Siete de las principales generadoras de electricidad en Colombia tendrán que responder ante la Superintendencia de Servicios Públicos por cómo están manejando sus embalses. La convocatoria incluye a AES Colombia, Celsia, Urrá, Empresas Públicas de Medellín, Hidroeléctrica del Alto Porce, Isagen y Enel. Los representantes legales de estas empresas deberán viajar a Bogotá para presentar sus operaciones ante los inspectores del ente regulador.
¿Por qué ahora? Porque el país atraviesa un período de lluvias atípicas y la Superservicios quiere asegurarse de que las empresas no estén aprovechando estas condiciones para cometer irregularidades. El enfoque es simple pero riguroso: revisar todo lo que estas generadoras hicieron desde el 1 de enero de 2025 hasta hoy, verificando que sus decisiones y reportes cumplan la ley.
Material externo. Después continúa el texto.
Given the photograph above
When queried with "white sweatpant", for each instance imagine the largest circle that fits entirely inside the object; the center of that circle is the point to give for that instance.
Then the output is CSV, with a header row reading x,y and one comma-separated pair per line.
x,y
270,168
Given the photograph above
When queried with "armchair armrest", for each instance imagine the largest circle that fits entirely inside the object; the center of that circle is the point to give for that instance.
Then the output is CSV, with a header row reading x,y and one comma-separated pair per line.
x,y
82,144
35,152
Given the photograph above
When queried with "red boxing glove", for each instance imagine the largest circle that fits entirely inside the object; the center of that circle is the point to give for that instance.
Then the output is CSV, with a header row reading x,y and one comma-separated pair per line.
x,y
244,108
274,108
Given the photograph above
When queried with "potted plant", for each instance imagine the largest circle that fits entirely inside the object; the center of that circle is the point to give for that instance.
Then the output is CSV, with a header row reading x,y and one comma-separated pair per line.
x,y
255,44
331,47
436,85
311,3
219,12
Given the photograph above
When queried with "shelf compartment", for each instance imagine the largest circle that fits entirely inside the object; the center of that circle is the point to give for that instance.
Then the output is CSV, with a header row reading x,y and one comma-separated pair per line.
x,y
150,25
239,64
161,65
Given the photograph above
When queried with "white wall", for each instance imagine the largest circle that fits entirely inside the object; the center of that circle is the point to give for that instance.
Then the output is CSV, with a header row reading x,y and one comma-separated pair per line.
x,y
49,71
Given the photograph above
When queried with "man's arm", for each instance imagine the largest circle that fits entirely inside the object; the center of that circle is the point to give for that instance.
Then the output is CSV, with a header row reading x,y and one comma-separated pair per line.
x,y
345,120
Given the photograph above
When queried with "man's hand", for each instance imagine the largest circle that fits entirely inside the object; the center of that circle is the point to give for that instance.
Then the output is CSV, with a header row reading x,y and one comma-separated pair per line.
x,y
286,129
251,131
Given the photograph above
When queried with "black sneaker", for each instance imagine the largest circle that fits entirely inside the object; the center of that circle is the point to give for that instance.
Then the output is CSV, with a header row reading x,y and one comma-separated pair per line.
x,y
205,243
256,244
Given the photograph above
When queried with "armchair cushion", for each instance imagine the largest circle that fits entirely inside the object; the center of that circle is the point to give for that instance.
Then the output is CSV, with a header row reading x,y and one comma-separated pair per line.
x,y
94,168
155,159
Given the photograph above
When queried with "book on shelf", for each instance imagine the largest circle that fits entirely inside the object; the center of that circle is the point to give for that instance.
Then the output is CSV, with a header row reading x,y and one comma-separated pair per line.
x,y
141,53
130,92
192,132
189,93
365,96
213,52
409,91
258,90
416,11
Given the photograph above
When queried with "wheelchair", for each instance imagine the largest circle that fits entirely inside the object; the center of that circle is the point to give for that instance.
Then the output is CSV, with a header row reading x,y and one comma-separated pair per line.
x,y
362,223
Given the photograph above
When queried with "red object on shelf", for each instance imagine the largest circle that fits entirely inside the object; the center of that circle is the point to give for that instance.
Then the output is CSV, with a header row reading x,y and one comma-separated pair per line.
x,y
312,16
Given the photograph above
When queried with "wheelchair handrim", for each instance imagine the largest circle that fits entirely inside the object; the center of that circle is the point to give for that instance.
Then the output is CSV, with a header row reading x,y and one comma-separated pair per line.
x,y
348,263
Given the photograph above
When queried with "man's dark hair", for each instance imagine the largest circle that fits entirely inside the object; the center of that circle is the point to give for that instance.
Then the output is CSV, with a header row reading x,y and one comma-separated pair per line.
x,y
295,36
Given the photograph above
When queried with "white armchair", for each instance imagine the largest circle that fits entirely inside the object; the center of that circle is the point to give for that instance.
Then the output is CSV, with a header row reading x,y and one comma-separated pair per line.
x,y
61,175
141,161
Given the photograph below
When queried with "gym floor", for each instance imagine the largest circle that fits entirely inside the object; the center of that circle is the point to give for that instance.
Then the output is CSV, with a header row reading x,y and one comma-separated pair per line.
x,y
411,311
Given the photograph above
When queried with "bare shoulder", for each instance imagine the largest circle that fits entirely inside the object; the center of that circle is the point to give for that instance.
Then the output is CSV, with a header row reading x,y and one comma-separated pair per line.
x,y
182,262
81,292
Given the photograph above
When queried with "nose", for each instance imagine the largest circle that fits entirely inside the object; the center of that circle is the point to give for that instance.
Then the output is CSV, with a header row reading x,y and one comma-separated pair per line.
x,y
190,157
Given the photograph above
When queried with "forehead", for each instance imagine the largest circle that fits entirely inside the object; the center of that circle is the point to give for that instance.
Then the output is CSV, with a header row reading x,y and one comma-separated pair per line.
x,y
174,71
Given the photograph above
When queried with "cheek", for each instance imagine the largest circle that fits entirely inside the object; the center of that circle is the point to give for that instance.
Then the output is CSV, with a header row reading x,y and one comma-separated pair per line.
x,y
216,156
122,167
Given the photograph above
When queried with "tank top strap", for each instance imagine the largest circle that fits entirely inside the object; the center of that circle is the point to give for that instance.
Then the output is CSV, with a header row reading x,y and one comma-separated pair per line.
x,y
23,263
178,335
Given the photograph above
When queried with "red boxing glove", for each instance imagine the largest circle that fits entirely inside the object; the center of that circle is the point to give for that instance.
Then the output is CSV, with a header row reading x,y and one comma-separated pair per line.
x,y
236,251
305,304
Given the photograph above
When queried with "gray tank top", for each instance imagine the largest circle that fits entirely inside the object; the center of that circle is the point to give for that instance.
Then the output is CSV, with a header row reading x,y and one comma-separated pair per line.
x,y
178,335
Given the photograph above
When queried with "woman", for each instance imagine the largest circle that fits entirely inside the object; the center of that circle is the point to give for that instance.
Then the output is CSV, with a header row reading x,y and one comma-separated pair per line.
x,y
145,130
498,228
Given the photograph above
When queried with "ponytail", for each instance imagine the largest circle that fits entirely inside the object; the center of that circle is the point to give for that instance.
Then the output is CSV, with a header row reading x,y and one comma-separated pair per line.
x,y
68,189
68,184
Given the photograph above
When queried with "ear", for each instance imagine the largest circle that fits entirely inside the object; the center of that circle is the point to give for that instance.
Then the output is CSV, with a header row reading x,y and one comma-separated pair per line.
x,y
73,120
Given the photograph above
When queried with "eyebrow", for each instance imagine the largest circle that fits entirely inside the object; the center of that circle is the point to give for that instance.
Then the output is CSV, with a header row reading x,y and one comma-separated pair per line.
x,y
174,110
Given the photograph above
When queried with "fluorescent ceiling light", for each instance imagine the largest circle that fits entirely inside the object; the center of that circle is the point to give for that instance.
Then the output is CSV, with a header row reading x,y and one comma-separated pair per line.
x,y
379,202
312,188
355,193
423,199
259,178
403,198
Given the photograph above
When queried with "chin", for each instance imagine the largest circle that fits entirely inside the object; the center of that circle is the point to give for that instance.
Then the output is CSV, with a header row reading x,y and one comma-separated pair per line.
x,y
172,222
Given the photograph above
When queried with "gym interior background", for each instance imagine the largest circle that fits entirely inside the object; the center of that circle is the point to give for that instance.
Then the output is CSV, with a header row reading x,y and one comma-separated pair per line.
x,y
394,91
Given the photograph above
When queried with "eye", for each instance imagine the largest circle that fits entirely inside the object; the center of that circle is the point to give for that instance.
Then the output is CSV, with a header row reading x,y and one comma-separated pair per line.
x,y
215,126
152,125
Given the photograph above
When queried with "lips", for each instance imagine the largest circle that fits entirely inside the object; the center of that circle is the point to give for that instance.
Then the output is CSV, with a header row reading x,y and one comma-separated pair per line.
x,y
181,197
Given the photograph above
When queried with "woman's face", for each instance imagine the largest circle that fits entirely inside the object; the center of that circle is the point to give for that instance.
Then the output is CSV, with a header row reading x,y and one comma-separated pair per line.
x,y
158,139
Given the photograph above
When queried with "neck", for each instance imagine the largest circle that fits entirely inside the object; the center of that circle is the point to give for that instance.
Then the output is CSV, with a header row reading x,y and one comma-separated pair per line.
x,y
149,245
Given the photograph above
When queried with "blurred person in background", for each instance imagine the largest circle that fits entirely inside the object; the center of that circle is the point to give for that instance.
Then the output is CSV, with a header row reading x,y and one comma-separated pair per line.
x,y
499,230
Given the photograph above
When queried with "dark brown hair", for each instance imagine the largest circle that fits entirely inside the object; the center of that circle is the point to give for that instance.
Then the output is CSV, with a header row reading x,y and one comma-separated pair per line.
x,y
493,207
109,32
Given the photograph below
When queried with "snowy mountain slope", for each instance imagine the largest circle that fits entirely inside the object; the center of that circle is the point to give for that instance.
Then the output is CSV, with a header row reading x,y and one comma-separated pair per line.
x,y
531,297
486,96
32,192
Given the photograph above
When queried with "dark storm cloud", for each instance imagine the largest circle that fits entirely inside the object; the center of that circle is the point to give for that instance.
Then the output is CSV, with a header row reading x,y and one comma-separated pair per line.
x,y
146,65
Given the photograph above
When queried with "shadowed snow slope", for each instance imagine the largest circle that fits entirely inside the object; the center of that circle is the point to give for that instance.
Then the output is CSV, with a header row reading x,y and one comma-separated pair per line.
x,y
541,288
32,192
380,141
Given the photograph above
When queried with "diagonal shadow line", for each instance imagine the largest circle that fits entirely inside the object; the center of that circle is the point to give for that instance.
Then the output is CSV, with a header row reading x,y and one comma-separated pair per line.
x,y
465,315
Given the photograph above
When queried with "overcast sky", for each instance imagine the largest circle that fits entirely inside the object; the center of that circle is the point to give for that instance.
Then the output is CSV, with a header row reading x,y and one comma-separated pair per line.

El ente regulador va a examinar en detalle tres aspectos clave. Primero, los volúmenes de agua disponibles en los embalses y los niveles operativos: en otras palabras, cuánta agua hay realmente en las presas y cómo la están usando. Segundo, la disponibilidad que declaran las empresas y si sus reportes sobre cuánta agua sueltan o retienen son consistentes con la realidad. Tercero, los planes de mantenimiento: la Superservicios quiere asegurarse de que cuando una empresa dice que necesita parar una turbina para arreglarla, eso sea verdad y no un pretexto para afectar la oferta de energía.
Aquí viene lo que afecta tu factura directamente. La Superintendencia también revisará cómo estas empresas calculan el precio al que ofrecen la energía. Eso importa porque si dicen que hay menos agua de la que realmente hay, pueden justificar precios más altos. O si usan modelos técnicos obsoletos, sus cálculos pueden no reflejar las condiciones reales del momento. La Superservicios quiere que esos modelos sean precisos y actualizados.
El ente regulador dejó claro por qué hace esto: "Los usuarios siempre están en el centro de nuestra gestión institucional; actuaremos con determinación para que la operación de los recursos hídricos se ajuste a la ley y se salvaguarde la continuidad del servicio en todo el territorio nacional". En otras palabras, el propósito es doble: que el servicio no se interrumpa en ningún lado y que las empresas no aprovechen las dificultades climáticas para sacar ganancias extras a costa de los consumidores. Por eso la supervisión no es opcional: es una auditoria directa donde Superservicios verificará la veracidad de cada dato que estas empresas reporten.